Turning to go, he reached for the water bottle hanging from the door peg.

"Not that one!" I said.

"Why not?" he asked, puzzled. He shook the wide-mouthed flask, with a faint sloshing sound. "It's full."

"I know it is," I said. "That's what I've been using as a urinal."

"Oh." Holding the bottle by two fingers, he reached to replace it, but I stopped him.

"No, go ahead and take it," I suggested. "You can empty it outside, and fill this one at the well." I handed him another gray stone bottle, identical with the first.

"Try not to get them mixed up," I said helpfully.

"Mmphm," he replied, giving me a Scottish look to go along with the noise, and turned toward the door.

"Hey!" I said, seeing him clearly from the back. "What's that?"

"What?" he said, startled, trying to peer over one shoulder.

"That!" My fingers traced the muddy shape I had spotted above the sagging plaid, printed on the grubby linen of his shirt with the clarity of a stencil. "It looks like a horseshoe," I said disbelievingly.

"Oh, that," he said, shrugging.

"A horse stepped on you?"

"Well, not on purpose," he said, defensive on the horse's behalf. "Horses dinna like to step on people; I suppose it feels a wee bit squashy underfoot."

"I would suppose it does," I agreed, preventing his attempts to escape by holding on to one sleeve. "Stand still. How the hell did this happen?"

"It's no matter," he protested. "The ribs don't feel broken, only a trifle bruised."

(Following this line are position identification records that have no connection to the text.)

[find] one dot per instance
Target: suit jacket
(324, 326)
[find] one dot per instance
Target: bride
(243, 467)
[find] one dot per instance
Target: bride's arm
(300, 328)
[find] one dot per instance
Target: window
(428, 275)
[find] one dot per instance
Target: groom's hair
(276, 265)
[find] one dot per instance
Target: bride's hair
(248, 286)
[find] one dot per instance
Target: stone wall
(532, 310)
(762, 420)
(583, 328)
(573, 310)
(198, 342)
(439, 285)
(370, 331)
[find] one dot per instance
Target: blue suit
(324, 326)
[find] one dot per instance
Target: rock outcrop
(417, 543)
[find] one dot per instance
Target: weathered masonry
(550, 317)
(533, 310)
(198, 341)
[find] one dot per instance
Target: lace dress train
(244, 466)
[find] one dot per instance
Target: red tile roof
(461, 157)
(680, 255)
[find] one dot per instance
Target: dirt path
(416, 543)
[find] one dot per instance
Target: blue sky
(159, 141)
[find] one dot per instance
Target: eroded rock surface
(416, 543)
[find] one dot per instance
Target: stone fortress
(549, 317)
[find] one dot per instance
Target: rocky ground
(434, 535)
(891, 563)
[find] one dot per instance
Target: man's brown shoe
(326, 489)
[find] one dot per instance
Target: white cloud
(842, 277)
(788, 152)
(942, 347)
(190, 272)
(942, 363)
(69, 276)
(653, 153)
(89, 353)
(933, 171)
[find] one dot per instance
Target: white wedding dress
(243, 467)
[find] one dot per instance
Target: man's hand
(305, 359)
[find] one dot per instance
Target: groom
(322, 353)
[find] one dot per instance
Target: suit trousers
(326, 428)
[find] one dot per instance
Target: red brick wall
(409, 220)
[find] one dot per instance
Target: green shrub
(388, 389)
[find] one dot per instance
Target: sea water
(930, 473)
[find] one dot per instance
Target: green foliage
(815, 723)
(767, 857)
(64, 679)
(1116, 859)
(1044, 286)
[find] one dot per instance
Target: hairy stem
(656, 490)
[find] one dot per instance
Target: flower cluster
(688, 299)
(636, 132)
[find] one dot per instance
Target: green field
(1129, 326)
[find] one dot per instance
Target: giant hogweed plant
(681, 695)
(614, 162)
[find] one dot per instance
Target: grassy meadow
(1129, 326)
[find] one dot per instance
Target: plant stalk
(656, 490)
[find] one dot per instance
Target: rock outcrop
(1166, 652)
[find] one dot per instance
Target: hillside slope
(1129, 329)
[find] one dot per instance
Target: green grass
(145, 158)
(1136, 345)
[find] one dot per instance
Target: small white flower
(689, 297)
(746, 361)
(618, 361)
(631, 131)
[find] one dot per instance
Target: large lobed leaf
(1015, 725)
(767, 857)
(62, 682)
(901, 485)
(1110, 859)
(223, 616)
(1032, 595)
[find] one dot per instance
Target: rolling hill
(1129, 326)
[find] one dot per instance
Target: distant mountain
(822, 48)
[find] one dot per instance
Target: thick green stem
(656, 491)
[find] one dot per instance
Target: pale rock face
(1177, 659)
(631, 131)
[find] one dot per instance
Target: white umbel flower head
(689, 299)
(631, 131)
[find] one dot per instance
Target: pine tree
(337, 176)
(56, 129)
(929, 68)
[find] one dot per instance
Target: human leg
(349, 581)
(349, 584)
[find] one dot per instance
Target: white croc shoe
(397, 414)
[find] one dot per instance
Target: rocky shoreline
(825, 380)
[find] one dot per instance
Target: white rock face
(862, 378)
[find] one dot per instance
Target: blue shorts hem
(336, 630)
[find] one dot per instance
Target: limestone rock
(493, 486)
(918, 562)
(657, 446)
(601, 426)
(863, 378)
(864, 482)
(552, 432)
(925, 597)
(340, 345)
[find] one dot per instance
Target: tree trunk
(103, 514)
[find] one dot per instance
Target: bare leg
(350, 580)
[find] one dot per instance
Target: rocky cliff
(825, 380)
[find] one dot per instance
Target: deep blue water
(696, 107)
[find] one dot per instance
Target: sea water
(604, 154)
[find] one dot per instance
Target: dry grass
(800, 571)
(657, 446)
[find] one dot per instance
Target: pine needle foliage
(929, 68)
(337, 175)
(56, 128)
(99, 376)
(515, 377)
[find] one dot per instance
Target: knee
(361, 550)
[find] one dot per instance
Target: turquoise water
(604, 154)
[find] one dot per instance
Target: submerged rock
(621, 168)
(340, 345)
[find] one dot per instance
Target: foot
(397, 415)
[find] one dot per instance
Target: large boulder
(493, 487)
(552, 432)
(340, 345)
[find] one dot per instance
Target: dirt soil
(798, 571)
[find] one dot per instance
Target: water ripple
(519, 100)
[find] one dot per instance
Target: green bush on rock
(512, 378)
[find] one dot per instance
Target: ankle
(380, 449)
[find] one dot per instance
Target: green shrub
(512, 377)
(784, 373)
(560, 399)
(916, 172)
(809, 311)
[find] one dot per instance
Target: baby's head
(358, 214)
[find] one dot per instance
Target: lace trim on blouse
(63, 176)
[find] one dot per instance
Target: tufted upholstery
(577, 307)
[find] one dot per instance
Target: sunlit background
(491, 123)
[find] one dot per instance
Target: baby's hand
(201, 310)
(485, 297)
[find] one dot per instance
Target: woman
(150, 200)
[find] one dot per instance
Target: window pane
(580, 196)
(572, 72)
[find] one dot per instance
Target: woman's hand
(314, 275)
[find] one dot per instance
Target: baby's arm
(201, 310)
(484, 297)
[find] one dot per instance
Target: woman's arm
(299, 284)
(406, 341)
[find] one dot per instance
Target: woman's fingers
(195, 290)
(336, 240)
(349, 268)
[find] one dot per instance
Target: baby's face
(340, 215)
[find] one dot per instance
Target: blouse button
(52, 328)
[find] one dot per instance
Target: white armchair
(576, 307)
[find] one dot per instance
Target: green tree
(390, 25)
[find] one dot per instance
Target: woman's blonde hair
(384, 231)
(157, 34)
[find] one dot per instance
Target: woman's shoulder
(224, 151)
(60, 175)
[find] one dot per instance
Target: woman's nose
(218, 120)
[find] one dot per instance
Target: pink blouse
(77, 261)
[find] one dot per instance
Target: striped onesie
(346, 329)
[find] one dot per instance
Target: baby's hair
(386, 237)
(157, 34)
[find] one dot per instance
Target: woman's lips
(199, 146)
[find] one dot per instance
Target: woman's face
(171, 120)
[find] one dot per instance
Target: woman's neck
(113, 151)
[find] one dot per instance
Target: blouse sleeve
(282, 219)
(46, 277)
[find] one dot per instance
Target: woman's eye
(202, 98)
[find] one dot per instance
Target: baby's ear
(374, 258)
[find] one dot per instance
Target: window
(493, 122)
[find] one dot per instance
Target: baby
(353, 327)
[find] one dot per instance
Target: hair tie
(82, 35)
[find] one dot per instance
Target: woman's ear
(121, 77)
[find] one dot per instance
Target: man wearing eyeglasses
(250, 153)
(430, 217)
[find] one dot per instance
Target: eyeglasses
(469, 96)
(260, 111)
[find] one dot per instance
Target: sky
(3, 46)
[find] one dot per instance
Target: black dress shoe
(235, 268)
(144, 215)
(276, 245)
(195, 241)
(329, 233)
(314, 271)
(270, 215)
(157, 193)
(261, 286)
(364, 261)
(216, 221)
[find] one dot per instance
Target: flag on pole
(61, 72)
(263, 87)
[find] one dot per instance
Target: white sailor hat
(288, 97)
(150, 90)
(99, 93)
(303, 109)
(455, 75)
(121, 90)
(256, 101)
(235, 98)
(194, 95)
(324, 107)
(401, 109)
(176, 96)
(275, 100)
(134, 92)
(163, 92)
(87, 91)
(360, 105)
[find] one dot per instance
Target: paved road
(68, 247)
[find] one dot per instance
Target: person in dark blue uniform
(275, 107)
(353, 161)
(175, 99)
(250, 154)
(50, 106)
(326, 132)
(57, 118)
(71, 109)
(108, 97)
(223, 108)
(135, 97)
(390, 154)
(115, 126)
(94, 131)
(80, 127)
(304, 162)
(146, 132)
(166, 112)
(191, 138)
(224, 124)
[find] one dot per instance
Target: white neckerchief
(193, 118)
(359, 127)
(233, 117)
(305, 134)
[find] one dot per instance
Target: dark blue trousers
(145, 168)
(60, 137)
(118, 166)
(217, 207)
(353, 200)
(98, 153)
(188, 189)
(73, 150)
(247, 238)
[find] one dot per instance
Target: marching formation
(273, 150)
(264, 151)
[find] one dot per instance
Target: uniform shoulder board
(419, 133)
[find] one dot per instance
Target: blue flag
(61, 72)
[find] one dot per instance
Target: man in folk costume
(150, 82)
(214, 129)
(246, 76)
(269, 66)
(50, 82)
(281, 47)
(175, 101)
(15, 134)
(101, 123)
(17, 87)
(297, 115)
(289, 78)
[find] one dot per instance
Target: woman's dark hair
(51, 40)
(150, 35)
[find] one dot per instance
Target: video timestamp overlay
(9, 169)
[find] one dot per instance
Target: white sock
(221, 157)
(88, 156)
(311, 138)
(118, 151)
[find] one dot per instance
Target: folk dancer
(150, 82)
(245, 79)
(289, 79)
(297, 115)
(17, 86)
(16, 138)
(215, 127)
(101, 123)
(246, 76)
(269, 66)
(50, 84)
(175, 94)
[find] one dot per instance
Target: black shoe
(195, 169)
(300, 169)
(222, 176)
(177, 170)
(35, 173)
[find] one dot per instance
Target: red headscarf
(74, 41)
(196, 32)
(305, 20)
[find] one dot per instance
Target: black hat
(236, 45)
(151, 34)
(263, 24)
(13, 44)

"Oh, just a trifle," I agreed sarcastically. I had worked the stained fabric free in back, and could see the clear, sharp imprint of a curved horseshoe, embedded in the fair flesh of his back, just above the waist. "Christ, you can see the horseshoe nails." He winced involuntarily as I ran my finger over the marks.

It had happened during one brief sally by the mounted dragoons, he explained. The Highlanders, mostly unaccustomed to horses other than the small, shaggy Highland ponies, were convinced that the English cavalry horses had been trained to attack them with hooves and teeth. Panicked at the horses' charge, they had dived under the horses' hooves, slashing ferociously at legs and bellies with swords and scythes and axes.

"And you think they aren't?"

"Of course not, Sassenach," he said impatiently. "He wasna trying to attack me. The rider wanted to get away, but he was sealed in on either side. There was noplace to go but over me."

Seeing this realization dawn in the eyes of the horse's rider, a split second before the dragoon applied spurs to his mount's sides, Jamie had flung himself flat on his face, arms over his head.

"Then the next was the breath bursting from my lungs," he explained. "I felt the dunt of it, but it didna hurt. Not then." He reached back and rubbed a hand absently over the mark, grimacing slightly.